Mai of the Kanem–Bornu Empire
- Reign: 15th century (1–2 years) c. 1450–1451
- Predecessor: Muhammad III
- Successor: Muhammad IV
- Died: c. 1451 "Tármata" or "Yaramiya"
- Dynasty: Sayfawa dynasty
- Mother: Aisa

= Amarma =

Amarma, (Note: There are many variations of Amarma's name across sources, including Amarma, Amer, Amr, Aman, and Mer.) also recorded as Hummay II, (Note: Landeroin (1911) recorded Amarma as Oumé, the same name he used for the earlier mai Hummay. This name is also rendered as Ume, Umme,' and Oume,' depending on the source.) was briefly mai (ruler) of the Kanem–Bornu Empire in the mid-15th century, ruling approximately 1450–1451. (Note: King lists (girgams) and chronicles translated in the 19th–20th centuries agree that Amarma ruled for either one year (Barth, Nachtigal), one year and five months (Landeroin), or two years (Palmer, Urvoy). Due to differing dates and calculations for other mais, various dates have been given for his reign, including 1456 (Barth), 1450–1452 (Palmer), 1451–1453 (Urvoy), 1423–1424 (Landeroin), and 1451–1452 (Nachtigal). Cohen (1966) considered a reign of one year to be most likely. Lange (1984) dated Amarma's reign to 1444–1445, Stewart (1989) dated it to 1456, and Bosworth (2012) dated it to 1450–1451.) Possibly a usurper, Amarma ruled during the "Era of Instability", a chaotic period of internal and external conflict in the empire.

== Life ==
Amarma was the son of Aisa, daughter of mai Uthman. It is not clear which Uthman is meant in the sources, as several mais bore this name (Uthman I, Uthman II, Uthman III Kalinumuwa and Biri III Uthman). Lange (1984) suggested Biri III Uthman as the most likely candidate.

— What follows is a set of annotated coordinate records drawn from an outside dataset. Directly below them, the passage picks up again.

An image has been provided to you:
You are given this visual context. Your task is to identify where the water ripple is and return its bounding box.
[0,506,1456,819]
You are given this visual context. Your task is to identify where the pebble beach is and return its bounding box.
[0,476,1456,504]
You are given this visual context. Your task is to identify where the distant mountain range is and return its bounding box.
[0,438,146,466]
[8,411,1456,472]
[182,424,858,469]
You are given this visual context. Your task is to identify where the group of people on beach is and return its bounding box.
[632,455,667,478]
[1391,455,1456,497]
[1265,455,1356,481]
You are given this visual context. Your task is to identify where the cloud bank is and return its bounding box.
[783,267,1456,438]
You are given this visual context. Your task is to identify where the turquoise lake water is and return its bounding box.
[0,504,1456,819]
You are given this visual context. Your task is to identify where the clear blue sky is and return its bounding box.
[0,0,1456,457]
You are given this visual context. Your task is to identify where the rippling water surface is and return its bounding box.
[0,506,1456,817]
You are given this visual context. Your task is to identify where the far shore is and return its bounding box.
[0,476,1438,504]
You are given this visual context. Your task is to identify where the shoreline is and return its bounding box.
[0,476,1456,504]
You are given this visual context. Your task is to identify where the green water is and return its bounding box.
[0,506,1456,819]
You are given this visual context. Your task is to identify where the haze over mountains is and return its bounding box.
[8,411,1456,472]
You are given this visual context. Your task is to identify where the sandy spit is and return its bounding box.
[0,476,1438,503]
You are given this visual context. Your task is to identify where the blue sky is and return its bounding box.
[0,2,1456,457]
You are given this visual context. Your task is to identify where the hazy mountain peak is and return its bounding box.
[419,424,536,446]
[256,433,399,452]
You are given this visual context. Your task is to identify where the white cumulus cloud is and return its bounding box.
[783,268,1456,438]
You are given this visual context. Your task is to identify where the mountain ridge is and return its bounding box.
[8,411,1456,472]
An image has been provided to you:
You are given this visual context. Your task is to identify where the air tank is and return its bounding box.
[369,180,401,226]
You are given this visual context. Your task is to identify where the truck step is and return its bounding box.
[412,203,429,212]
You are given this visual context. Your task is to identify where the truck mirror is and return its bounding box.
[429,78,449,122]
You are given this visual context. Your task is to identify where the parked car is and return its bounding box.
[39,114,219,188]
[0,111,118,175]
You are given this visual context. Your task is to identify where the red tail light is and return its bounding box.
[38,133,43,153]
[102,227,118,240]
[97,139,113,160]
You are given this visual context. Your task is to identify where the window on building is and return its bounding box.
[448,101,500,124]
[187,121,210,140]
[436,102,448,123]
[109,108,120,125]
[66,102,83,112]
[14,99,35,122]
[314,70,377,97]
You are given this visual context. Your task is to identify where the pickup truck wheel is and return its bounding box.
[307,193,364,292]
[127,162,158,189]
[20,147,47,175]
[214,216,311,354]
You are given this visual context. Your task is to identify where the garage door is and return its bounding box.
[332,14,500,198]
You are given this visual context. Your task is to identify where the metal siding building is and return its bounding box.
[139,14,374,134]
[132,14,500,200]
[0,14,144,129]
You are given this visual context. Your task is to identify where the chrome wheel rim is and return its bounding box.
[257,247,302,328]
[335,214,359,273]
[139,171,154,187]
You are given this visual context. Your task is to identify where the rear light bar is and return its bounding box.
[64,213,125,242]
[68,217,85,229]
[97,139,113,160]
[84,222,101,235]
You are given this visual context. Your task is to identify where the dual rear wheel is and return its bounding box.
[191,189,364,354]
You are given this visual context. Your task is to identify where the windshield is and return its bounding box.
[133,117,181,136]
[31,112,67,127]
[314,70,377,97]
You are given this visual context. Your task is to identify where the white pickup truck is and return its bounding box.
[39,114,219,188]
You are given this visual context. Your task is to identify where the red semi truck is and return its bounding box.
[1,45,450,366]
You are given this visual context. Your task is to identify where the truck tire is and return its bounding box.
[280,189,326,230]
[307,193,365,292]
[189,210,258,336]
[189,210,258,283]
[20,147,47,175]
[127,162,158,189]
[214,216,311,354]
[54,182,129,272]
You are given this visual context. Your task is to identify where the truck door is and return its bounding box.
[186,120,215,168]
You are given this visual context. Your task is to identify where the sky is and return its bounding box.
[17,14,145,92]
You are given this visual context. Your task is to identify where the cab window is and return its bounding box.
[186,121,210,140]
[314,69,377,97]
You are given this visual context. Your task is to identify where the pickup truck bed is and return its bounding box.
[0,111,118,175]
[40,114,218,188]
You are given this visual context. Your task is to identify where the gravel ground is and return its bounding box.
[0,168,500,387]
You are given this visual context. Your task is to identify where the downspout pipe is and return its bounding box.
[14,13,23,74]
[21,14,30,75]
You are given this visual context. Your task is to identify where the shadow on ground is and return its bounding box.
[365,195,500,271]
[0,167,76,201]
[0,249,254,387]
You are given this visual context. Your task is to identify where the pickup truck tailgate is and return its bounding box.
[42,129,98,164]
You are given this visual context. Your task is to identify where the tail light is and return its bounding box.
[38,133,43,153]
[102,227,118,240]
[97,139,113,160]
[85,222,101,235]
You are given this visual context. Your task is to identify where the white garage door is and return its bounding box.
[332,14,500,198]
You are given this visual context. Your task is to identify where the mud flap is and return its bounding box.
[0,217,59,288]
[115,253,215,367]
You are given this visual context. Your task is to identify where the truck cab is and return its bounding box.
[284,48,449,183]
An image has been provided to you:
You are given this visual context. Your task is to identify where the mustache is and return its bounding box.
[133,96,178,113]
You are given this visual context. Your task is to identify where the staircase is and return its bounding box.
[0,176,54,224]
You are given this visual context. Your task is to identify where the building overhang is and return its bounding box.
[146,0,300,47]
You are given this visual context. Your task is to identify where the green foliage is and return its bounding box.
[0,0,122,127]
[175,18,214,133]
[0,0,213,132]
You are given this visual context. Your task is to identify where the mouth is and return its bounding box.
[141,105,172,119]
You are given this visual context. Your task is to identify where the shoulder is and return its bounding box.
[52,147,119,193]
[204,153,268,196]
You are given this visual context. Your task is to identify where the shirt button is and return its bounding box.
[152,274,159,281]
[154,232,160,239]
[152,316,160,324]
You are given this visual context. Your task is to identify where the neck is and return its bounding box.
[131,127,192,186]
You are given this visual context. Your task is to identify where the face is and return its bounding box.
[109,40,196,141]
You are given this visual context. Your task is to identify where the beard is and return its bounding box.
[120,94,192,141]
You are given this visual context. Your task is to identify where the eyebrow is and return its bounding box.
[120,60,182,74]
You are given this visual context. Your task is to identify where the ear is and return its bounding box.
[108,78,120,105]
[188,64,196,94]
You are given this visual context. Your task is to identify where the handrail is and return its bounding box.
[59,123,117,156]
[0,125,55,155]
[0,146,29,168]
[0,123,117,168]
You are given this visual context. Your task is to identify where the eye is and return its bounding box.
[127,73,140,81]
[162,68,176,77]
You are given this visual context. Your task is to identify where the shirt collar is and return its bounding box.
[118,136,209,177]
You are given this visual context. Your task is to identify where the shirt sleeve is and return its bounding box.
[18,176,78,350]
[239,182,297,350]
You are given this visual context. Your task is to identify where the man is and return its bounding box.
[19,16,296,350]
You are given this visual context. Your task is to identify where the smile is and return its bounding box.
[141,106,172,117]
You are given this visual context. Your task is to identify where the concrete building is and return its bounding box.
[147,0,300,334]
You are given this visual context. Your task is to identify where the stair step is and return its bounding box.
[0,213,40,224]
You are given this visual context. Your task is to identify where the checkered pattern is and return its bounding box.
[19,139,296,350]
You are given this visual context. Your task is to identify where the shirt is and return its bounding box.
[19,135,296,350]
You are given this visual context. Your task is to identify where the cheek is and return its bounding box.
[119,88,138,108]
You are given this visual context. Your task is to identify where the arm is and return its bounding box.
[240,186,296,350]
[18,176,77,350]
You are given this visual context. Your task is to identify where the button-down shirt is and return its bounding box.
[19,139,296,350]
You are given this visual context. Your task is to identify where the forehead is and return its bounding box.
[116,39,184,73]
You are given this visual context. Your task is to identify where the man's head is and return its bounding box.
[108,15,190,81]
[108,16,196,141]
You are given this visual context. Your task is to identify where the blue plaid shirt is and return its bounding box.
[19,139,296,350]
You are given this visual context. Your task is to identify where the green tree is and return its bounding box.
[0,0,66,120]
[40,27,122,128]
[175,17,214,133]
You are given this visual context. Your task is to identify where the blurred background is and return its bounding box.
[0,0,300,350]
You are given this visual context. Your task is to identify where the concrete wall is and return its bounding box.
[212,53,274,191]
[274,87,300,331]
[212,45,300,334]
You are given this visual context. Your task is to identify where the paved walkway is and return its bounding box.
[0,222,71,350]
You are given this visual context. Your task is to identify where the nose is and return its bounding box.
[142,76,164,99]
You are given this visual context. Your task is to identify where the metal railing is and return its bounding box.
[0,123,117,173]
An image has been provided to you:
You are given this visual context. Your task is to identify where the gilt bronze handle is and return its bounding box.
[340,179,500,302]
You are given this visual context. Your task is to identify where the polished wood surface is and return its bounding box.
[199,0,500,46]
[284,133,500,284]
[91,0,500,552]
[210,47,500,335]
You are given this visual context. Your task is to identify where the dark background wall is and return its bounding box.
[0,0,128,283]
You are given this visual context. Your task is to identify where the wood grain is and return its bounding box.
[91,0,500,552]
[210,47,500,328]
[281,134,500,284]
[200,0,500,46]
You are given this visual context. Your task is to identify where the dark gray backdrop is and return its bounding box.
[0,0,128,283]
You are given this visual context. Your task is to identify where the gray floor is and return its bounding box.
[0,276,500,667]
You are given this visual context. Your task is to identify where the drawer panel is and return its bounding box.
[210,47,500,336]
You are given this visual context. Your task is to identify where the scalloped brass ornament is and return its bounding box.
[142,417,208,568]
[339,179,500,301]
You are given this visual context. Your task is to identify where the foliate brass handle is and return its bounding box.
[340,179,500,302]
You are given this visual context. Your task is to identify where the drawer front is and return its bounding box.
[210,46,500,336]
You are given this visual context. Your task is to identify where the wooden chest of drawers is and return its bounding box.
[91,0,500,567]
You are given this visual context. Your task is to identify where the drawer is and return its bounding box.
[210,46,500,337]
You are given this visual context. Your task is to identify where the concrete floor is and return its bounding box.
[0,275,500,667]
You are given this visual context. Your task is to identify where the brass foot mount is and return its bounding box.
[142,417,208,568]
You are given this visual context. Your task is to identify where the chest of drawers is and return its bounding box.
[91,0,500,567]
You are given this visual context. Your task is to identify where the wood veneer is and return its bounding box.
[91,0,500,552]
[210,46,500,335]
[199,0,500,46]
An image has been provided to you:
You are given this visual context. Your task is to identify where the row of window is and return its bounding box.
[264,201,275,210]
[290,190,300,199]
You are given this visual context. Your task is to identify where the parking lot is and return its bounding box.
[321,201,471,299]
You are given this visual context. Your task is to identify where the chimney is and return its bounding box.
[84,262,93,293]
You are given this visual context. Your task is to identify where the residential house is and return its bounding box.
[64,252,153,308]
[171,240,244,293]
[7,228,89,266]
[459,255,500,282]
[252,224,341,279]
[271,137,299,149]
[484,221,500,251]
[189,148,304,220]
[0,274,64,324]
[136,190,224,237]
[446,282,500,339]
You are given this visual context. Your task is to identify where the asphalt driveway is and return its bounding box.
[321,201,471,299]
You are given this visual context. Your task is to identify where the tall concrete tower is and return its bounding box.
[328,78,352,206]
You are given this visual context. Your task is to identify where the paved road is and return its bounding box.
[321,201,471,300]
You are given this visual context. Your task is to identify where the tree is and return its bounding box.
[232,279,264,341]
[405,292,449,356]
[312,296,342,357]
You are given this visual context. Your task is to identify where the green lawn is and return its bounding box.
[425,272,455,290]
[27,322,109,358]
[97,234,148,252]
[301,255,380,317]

Some sources state that it was Amarma's father (and not grandfather) who was named Uthman, presumably a mistake. (Note: Barth (1857) and Palmer (1936) did not name Amarma's father and named his mother as Aisa, daughter of Uthman. Nachtigal (1881), Landeroin (1911), and Urvoy (1941) named Amarma's father as Uthman. Urvoy also named his mother as Aisa, whereas Nachtigal and Landeroin did not include the names of the mothers of the mais in their lists.)

As the grandson of a monarch, Amarma bore the title of maidu. A maidu could advance to become a maina if their father became king, and therefore also become a possible successor to the throne. In the case of Amarma, this should have been impossible since he was maidu only through a female line. Amarma nevertheless succeeded Muhammad III as mai in the mid-15th century. Cohen (1966) proposed that Amarma usurped the throne whereas Lange (1984) opposed designating him as a usurper due to the limited evidence. Amarma ruled briefly, only one or two years, before dying at a site recorded as Tármata or Yarimiya (Yamia). He was succeeded as mai by Muhammad IV.